At 182 metres, the statue will measure twice the height of the Statue of Liberty and nine times that of the Angel of the North. It will be more than 50 metres taller than China’s Spring Temple Buddha, the world’s current record holder, at 128 metres.
Costing £226.9million and built in just 33 months, the semblance of the political and social leader consists of 1,700 tonnes of bronze, 18,500 of reinforced steel and 6,500 of structured steel - some crowd-sourced from local villages in the form of farming tools as part of a tribute to Patel's social work. The interior is filled with 180,000 cubic metres of concrete.
It towers over the nearby Narmada Dam, in the Shoolpaneshwar wildlife sanctuary, and will be connected by bridge to a museum and audio-visual gallery, three-star hotel and garden in Patel’s honour.

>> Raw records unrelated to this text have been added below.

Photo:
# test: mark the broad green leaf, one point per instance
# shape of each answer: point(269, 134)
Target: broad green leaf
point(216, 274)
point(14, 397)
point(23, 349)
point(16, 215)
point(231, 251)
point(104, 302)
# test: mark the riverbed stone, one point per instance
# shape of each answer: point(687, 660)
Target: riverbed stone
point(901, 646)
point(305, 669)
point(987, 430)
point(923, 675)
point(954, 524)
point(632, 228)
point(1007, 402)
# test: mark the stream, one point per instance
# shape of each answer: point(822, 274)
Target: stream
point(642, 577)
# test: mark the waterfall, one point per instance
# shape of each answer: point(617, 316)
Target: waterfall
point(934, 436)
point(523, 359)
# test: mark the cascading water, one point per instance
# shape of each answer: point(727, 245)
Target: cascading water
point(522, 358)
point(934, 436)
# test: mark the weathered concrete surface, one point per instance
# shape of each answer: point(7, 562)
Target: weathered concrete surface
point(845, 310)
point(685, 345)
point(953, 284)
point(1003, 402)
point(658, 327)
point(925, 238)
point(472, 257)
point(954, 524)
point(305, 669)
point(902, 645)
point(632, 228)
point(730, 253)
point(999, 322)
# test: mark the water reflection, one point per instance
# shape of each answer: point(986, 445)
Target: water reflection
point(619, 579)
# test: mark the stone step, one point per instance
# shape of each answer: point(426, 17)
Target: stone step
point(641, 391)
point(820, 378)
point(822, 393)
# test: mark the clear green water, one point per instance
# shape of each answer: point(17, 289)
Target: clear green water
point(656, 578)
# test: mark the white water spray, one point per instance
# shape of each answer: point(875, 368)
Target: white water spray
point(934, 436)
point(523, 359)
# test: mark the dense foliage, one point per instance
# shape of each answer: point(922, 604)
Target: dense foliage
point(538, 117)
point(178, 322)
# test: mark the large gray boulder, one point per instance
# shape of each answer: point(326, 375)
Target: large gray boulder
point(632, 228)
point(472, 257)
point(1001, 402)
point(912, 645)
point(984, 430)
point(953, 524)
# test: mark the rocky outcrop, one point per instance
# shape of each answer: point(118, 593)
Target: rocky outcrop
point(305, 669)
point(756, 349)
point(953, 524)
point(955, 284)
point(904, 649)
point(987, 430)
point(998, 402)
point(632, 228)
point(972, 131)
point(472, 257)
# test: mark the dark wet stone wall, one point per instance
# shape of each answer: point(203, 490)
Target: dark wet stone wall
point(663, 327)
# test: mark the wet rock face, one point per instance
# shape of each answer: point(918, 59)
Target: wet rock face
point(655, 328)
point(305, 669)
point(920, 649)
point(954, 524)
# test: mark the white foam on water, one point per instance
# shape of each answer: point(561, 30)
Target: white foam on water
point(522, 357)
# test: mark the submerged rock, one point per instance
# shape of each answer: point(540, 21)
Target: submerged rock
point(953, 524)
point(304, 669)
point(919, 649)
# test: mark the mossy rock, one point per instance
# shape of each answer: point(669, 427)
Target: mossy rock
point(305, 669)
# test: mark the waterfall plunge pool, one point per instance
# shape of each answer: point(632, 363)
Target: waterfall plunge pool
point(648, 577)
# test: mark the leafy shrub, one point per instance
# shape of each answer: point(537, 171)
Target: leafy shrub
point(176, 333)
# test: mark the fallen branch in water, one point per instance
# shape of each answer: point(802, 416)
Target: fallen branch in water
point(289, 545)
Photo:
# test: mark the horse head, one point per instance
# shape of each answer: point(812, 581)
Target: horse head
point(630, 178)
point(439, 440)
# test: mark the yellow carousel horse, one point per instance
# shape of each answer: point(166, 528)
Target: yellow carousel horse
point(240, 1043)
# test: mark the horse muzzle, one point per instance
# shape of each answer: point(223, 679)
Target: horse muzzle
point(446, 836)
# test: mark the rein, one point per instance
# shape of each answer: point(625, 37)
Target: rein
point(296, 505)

There will also be a “laser, light and sound show on the efforts of Unification of India”.
The Statue of Unity website, which has given the structure the tagline, “the statue as grand as the stature”, says: “Built in less than five years, it is the world’s tallest, grandest and giant statue. It is a tribute to the man who united India, Sardar Patel.”
But the project has not been without its detractors, with some accusing Modi of expensive political maneuvering.
The statue's face was modelled on some 2,000 photos of Patel Credit: AP
Mohan Gurumurthy of the Centre for Policy Alternatives told the Telegraph in 2013 that Sardar Patel himself would have objected to money being spent in this way. “If he had been alive, Patel would never approve millions to be spent on his statue,” he said.
It is hoped the statue will bring wealth in the form of tourism to the area, with a viewing tower 150 metres up offering vistas across the remote, hilly terrain, including a reported “selfie point”. The state government is building a two-mile high way for tourists to reach the statue from the nearby town of Kevadia, while it can also be reached by boat across the Sardar Sarovar reservoir. There will also be a nearby helipad.
Built by Larsen and Toubro, the Statue of Unity has been designed to withstand winds of 180k/hour, akin to a category 3 storm, as well as 6.5 magnitude earthquakes.
Finishing touches have been put on the statue in recent weeks Credit: Getty
Sculptor Ram V Sutar consulted around 2,000 photos of Sardar Patel, as well as contacting historians and people who had seen him, to perfect the face of the statue.
Tickets to access the statue will cost R350 (£18.70) for adults and children
The Statue of Unity project said: “As a memorial to Sardar Vallabhbhai Patel, the statue will not only remind every individual of our great nation's freedom struggle but will also inspire the people of our country to inculcate Sardar Vallabhbhai Patel's visionary ideologies of unity, patriotism, inclusive growth and good governance.
“This monument will not just be a mute memorial like the rest, but a fully functional, purpose-serving tribute that will spur all round socio-economic development, in the form of better connectivity, healthcare and education infrastructure, research centre for agriculture development and various tribal development initiatives.”